A married woman cannot contract a second marriage during the subsistence of the first marriage. Muslim law forbids polyandry, although it recognises polygamy to the extent that a Muslim may have as many as four wives at a time. A marriage with a woman, whose husband is alive and who has not been divorced by him, is void.
Under Muslim law, a wife cannot have more than one husband at a time, whereas as, stated above, the male is at liberty to have as many as four wives at a time. A Muslim marriage, therefore, would not be a valid marriage under English law.
A Muslim Nawab, having other wives, married an English woman in the Muslim form. The English Court refused to recognise the marriage. “The marriage was a Muslim marriage, and by consequence, a polygamous marriage, and not intended to be monogamous.
Even if the ceremony were according to the English law, it is not a marriage binding on any spouse of English domicile, the reason being that it was not intended to be monogamous.” (Re Ullee the Nawab Nizam of Bengal’s Infants, 54 L.T. 286)
But, where a Muslim marries, in England, a Christian woman according to the Christian rites, all the rights and obligations springing from the marriage relationship will be governed by English law.
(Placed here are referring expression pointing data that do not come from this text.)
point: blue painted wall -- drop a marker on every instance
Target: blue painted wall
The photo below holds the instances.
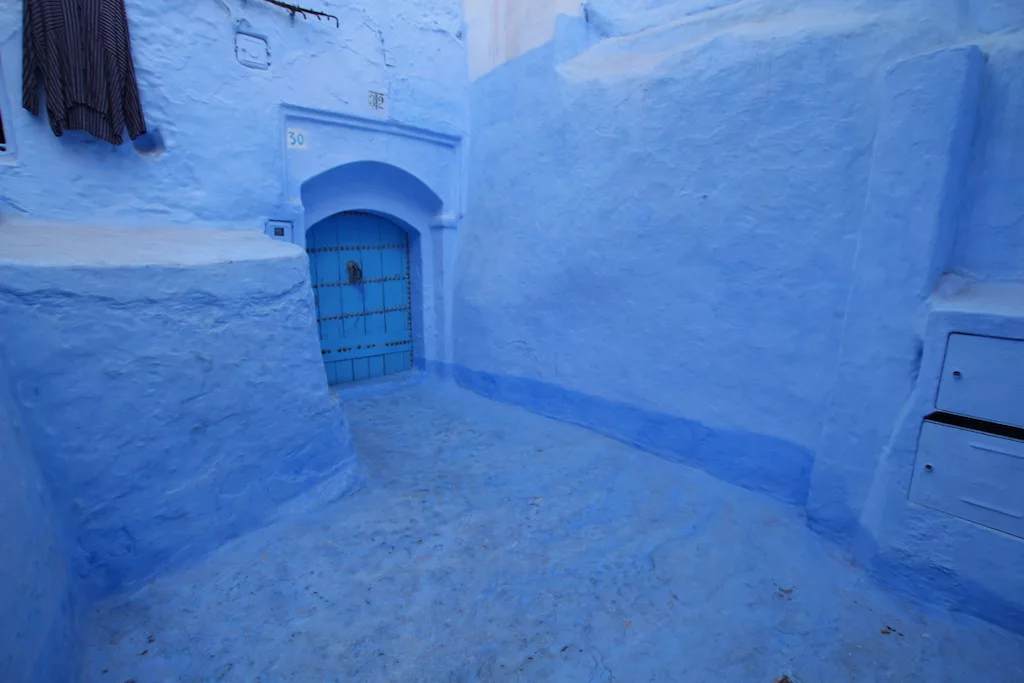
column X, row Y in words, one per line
column 221, row 123
column 171, row 385
column 36, row 588
column 715, row 229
Thus, where a Muslim in India married an English woman domiciled in England, according to the English form before a Registrar, the King’s Bench Division of the High Court of Justice held that the husband could not divorce his wife by merely handing to her a talaknama, (a writing of divorce), although that would be an appropriate mode of effecting a divorce according to Muslim law. (Rex.v. Hammersmith, (1917) 1 K.B. 634)
Khambatta v. Khambatta, 36 Bom. L.R. 1021:
J, a Christian woman, domiciled in Scotland, married G, and a Muslim domiciled in India, by civil marriage in Scotland according to the requirements of Scottish law. After the marriage, the parties became domiciled in India, and J embraced Islam.
Sometime later, G divorced J by pronouncing talak under Muslim law. J thereafter contracted a second marriage with K, a Parsi convert to Christianity. A question having arisen whether the marriage between J and G was validly dissolved by the talak given by G, the Bombay High Court, applying the principle mentioned above, held that, in the absence of any express contract, the intention of the parties to the marriage must be taken to be that their rights under the marriage contract were to be governed by the law of their domicile, that is, the law of India.
As soon as J embraced Islam, the law applicable to Christians ceased to be applicable to her, and she became subject to the law applicable to Muslims, which entitled the husband to divorce her by talak. The spouses, having been, at the date of the talak, of Islamic faith and domiciled in India, the Court was bound to recognise that the husband had the right to divorce his wife by talak, and that the marriage had been legally dissolved.
The second prohibition is that of consanguinity. Thus, no valid marriage can be contracted with the (i) ascendants e.g., mother or grand-mother, how highsoever; (ii) descendants, e.g., daughter or granddaughter, how lowsoever; (iii) relations of the second rank, e.g., brothers or sisters and their descendants; and (iv) paternal and maternal uncles and aunts, how highsoever. These are the restrictions laid down on marriage by the Muhammandan law on the ground of consuanguinity. A marriage with a woman prohibited by reason of consanguinity is altogether void (batil).
The third prohibition is on the ground of affinity. Thus, a man cannot contract a valid marriage with (i) his wife’s mother or grand-mother, how highsoever; (ii) his wife’s daughter or granddaughter, how lowsoever, if his marriage with the wife is consummated; (iii) his father’s wife or any other ascendant’s wife; and (iv) his son’s or any other lineal descendant’s wife. A marriage which is prohibited by reason of affinity is also void.
Fosterage is as much a prohibition to marriage as consanguinity, because the act of suckling is regarded as equal to the act of procreation. Thus, whoever is prohibited by consanguinity or affinity is also prohibited by reason of fosterage, except certain foster relations, as for example, a sister’s foster-mother or a foster-father’s mother with whom a valid marriage can be contracted. A marriage which is prohibited by reason of fosterage is totally void.